Artigo publicado na Revista de Liturgia, n. 273-maio/junho de 2019, pp. 12 a 14.

Na oração cotidiana, o judeu religioso torna presente a memória e o louvor das maravilhas realizadas por Deus em favor de seu povo. Tendo sempre como pano de fundo a bênção, a estrutura dos momentos diários da oração possui variações, mas em linhas gerais apresenta a mesma disposição.
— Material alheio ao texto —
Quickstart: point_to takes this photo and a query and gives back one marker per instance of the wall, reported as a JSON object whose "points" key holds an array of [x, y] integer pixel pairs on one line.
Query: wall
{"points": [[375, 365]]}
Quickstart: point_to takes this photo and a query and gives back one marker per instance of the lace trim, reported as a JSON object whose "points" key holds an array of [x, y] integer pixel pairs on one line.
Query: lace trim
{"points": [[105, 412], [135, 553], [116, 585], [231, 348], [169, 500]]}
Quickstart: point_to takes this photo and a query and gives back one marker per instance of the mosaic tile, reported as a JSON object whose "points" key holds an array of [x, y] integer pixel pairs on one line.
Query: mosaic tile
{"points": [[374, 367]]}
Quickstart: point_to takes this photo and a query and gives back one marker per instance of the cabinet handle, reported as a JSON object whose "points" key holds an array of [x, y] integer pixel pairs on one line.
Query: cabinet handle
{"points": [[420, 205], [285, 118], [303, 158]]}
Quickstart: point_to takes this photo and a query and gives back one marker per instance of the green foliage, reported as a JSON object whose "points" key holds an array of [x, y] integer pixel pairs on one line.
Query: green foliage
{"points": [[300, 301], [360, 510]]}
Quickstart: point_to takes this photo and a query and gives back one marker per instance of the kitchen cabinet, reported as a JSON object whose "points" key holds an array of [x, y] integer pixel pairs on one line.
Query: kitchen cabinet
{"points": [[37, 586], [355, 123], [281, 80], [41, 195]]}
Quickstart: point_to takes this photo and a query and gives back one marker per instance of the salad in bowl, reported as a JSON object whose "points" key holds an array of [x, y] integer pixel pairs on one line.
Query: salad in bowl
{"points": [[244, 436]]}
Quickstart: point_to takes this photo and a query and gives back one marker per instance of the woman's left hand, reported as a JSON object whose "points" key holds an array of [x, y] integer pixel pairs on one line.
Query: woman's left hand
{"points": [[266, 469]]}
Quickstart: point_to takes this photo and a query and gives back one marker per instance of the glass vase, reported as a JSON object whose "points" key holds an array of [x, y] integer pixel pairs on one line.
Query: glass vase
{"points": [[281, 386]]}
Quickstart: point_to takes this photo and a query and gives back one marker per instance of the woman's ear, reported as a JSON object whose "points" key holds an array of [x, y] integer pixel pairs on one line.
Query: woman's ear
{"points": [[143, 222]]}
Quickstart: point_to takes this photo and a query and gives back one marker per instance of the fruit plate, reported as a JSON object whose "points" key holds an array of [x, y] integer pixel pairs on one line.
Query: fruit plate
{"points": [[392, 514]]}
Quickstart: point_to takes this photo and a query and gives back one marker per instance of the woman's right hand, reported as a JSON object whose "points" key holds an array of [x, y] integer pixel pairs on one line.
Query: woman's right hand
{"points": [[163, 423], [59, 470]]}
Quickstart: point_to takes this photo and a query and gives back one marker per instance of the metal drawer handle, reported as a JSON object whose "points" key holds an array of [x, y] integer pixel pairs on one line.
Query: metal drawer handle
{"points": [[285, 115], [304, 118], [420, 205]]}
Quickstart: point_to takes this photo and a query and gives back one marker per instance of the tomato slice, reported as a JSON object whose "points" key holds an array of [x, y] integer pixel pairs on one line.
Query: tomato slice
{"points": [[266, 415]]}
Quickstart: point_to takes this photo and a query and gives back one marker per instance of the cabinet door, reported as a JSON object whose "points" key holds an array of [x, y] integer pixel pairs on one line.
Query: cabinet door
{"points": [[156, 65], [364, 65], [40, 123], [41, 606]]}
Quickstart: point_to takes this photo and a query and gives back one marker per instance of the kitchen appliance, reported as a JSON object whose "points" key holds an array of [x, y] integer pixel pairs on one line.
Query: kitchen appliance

Entre as orações recitadas diariamente, pela manhã, à tarde e na vigília da noite, encontramos o Kadish[1], o Shema Israel[2] e a Tefilá[3]. Os três momentos diários da oração lembram as oferendas do serviço[4] no Templo: manhã (Shaarit), tarde (Minrá) e vigília da noite (Arvit).

O Shema faz parte essencial da oração da manhã e da noite, pois a Torá limita as horas de recitação desta oração diária, conforme Dt 6,7: quando te deitares e quando levantares.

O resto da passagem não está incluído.